Brief-notes #1: Just two stops
overexposed
I was limiting what I write here to be only +5000 words with +5 pictures, and a concrete and (I hope) rather developed topic. However, there are also shorter snippets I wanted to just casually drop from time to time so here we go.
Think about this series as an series of tweets or an Instagram story with too much text…
Last summer I had a once-in-a-lifetime opportunity to go to Japan, and I took the photo below while on the bus in Tokyo.
However, that was actually the second try on this scene.
The first one was this below.
In my opinion, the composition on the second shot is weaker; it's less balanced color-wise (blue vs red) and overall a rather “meh” shot. Nothing special (like 98% of all my rolls anyways).
I took the second one wide open at f/1.4 using my camera's aperture priority mode at 1/500 with an 800 ISO film. However, the shutter speed "felt" (using my gut-light-meter) too fast to capture the poles’ red lights, especially given that the camera I was using (Nikon F3) has a center-weighted light metering system, just where there happened to be a rather bright screen.
So, naturally, the camera automatically exposed for this area, avoiding blowing up the screen itself. I mean, the camera had no business with what I wanted to do, and genuinely didn't even care about anything else other than having a correctly exposed center-area.

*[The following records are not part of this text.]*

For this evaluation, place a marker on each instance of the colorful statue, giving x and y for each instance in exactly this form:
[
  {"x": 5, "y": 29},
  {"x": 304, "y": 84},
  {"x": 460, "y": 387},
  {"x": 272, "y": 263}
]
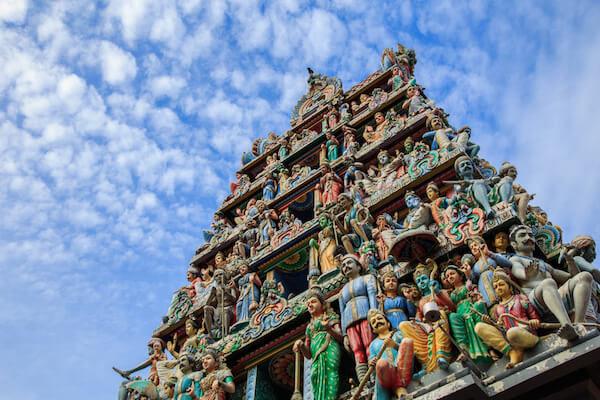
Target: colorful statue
[
  {"x": 329, "y": 187},
  {"x": 486, "y": 264},
  {"x": 357, "y": 227},
  {"x": 396, "y": 308},
  {"x": 323, "y": 335},
  {"x": 539, "y": 282},
  {"x": 329, "y": 150},
  {"x": 394, "y": 368},
  {"x": 248, "y": 293},
  {"x": 433, "y": 348},
  {"x": 356, "y": 298},
  {"x": 468, "y": 314},
  {"x": 217, "y": 380},
  {"x": 507, "y": 335}
]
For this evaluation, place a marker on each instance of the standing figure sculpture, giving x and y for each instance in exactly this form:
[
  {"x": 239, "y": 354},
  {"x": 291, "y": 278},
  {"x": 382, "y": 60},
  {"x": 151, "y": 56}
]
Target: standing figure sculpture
[
  {"x": 356, "y": 298},
  {"x": 394, "y": 369},
  {"x": 503, "y": 333},
  {"x": 539, "y": 282},
  {"x": 323, "y": 335},
  {"x": 433, "y": 348},
  {"x": 486, "y": 264},
  {"x": 463, "y": 321},
  {"x": 396, "y": 308}
]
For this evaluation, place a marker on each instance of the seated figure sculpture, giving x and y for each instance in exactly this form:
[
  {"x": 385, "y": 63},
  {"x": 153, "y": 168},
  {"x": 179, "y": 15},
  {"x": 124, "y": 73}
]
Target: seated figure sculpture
[
  {"x": 539, "y": 282},
  {"x": 518, "y": 336},
  {"x": 394, "y": 369}
]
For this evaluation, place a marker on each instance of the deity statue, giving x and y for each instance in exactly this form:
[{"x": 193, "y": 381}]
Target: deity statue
[
  {"x": 218, "y": 312},
  {"x": 247, "y": 290},
  {"x": 329, "y": 150},
  {"x": 217, "y": 379},
  {"x": 156, "y": 353},
  {"x": 433, "y": 348},
  {"x": 463, "y": 321},
  {"x": 416, "y": 102},
  {"x": 507, "y": 335},
  {"x": 356, "y": 298},
  {"x": 438, "y": 205},
  {"x": 267, "y": 222},
  {"x": 323, "y": 335},
  {"x": 322, "y": 252},
  {"x": 394, "y": 369},
  {"x": 330, "y": 185},
  {"x": 357, "y": 227},
  {"x": 396, "y": 308},
  {"x": 270, "y": 188},
  {"x": 539, "y": 282},
  {"x": 482, "y": 271}
]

Hence, I gave it another try (first picture), ‘overexposing’ 2 stops (at 1/125), hoping to recover more light from the little red glowing buttons, at the cost of a blasting-lightning from the bus' screen in the middle.
Needless to say, I like the ‘overexposed1’ shot better because, even though the TV is glowing like a Christmas tree, we can still see a silhouette in front of it. Also, the red lights make it much warmer, contrasting with the blueish tungsten balanced film (Cinestill800t).
I also got a bit lucky in the second try because we were just in front of the red traffic light (upper left corner). So, overall, I'm very glad I gave it another try :)
Until the next one!
Álvaro Alberto
I mean, overexposed based on what my light meter reading was telling me.